# Canon Video Software Issue- Imagemaker 3



## treygolf (Dec 23, 2009)

NEED HELP with Downloading from CANON FS 100 Camcorder.
IMAGEMAKER 3 software does not work with Windows 7. Is there anything I can do to get my video from my card onto my PC. OS is Win 7. I had no problems downloading with XP. Win 7 just freezes. Willing to try anything. 
Thanks,
Treygolf


----------



## WereBo (Apr 5, 2008)

Hi Treygolf and welcome to TSF :wave:

Is there a 2nd PC at home with Win-XP on that you could 'borrow'?

Short of re-installing Win-XP as a 'dual-boot' option, all I can suggest is to hassle Canon into hurrying up with updating their software (I have a similar problem with Samsung for my mobile-phone)
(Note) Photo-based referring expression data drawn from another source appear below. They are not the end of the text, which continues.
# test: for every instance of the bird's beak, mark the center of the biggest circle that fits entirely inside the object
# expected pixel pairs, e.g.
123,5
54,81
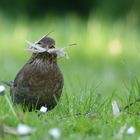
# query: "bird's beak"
33,47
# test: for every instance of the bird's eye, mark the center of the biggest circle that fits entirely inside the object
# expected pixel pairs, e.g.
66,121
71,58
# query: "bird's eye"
51,47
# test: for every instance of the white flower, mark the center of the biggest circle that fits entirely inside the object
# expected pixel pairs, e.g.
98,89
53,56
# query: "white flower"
2,89
131,130
54,132
115,108
43,109
24,129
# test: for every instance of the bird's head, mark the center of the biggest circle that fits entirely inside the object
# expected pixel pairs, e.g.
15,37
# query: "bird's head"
46,43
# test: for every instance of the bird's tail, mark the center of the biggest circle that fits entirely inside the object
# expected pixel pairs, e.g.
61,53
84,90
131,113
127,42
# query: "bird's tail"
8,83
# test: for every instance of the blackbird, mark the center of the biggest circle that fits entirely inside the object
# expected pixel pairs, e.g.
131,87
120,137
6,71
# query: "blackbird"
40,81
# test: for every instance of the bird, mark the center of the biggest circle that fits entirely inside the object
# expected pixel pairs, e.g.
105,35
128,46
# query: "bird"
40,81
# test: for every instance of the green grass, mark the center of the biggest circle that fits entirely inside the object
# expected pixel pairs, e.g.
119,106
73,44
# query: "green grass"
96,74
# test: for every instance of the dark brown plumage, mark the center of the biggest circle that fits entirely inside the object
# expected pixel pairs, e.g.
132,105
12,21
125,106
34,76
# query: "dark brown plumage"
40,81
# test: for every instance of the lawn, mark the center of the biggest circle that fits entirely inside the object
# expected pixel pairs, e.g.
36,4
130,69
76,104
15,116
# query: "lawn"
103,66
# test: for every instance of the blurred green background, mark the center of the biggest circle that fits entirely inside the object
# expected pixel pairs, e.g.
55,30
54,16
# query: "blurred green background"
106,33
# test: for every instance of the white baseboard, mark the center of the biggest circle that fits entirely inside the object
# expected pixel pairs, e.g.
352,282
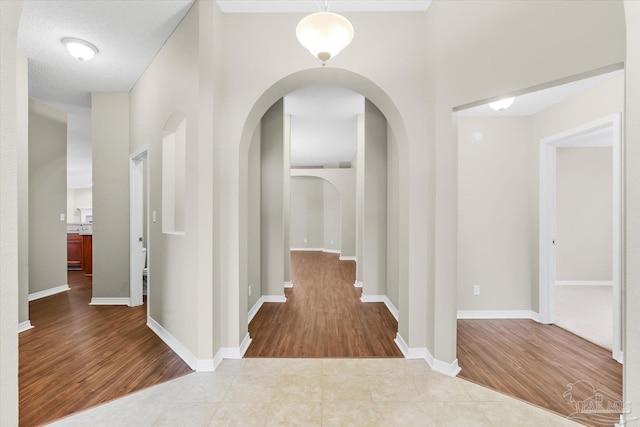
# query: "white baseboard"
584,283
497,314
273,298
236,352
24,326
111,301
451,369
254,310
48,292
384,299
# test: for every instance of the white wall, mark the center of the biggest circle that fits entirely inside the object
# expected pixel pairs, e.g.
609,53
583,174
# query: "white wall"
307,213
10,75
493,213
584,213
272,223
47,197
632,209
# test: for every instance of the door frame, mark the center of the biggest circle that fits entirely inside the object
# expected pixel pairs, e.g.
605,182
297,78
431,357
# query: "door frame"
547,219
136,223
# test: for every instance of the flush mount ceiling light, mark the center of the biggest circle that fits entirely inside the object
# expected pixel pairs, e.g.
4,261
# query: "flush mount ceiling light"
80,49
502,104
324,34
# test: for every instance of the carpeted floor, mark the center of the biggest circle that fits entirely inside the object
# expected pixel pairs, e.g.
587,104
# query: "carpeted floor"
586,311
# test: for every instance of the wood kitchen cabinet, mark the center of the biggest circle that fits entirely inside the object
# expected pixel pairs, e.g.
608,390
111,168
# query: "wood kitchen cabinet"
74,252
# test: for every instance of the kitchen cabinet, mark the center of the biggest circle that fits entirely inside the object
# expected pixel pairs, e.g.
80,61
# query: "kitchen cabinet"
74,252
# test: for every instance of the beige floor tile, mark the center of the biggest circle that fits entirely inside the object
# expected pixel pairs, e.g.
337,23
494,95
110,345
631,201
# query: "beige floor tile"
259,388
440,388
345,388
295,414
393,388
186,414
298,388
457,414
480,393
344,366
245,414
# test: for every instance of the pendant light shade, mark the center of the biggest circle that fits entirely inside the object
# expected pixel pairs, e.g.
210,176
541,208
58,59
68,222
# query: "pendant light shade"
324,34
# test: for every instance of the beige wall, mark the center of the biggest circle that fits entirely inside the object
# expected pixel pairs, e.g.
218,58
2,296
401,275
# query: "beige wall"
255,171
632,210
307,213
22,92
10,74
47,198
584,213
493,214
331,222
374,237
110,137
272,224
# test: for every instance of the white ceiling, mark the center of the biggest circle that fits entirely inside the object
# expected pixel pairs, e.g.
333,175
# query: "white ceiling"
308,6
323,124
128,34
535,102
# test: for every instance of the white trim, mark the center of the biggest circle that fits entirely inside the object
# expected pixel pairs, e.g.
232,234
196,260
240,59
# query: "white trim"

Possibly another of our members has a tricksy little workaround for such problems, don't give up hope just yet :wink:


----------



## treygolf (Dec 23, 2009)

Yeah. I have a corporate laptop without admin privlages. Already tried that and even bribed the IT dud to let me install it.
IS there any other software out there that will "see" the images/file on the cameras sd flash and be able to download them??? NERO? Window Moviemaker? Anything????

Thanks for your help.


----------



## blah789 (Aug 25, 2008)

I don't have that particular device, so I can't test, but is the device visible under my computer? If so, can you browse files and folders? If yes, just try copying. If not, it probably requires a driver.


----------



## WereBo (Apr 5, 2008)

Alternatively, you could get a 'SD Card Reader' for a few £££'s or $$$'s - That will let you see the card as another drive, in Win-Explorer (and save on camera-battery power too :wink

There's 2 basic types of card-reader - One is a free-standing unit that has a cable to your USB socket (some plug straight into a USB socket, without a cable), t'other one sits in a spare drive-bay in a PC.


----------



## Done_Fishin (Oct 10, 2006)

Using a USB reader should be a lot quicker too!!


----------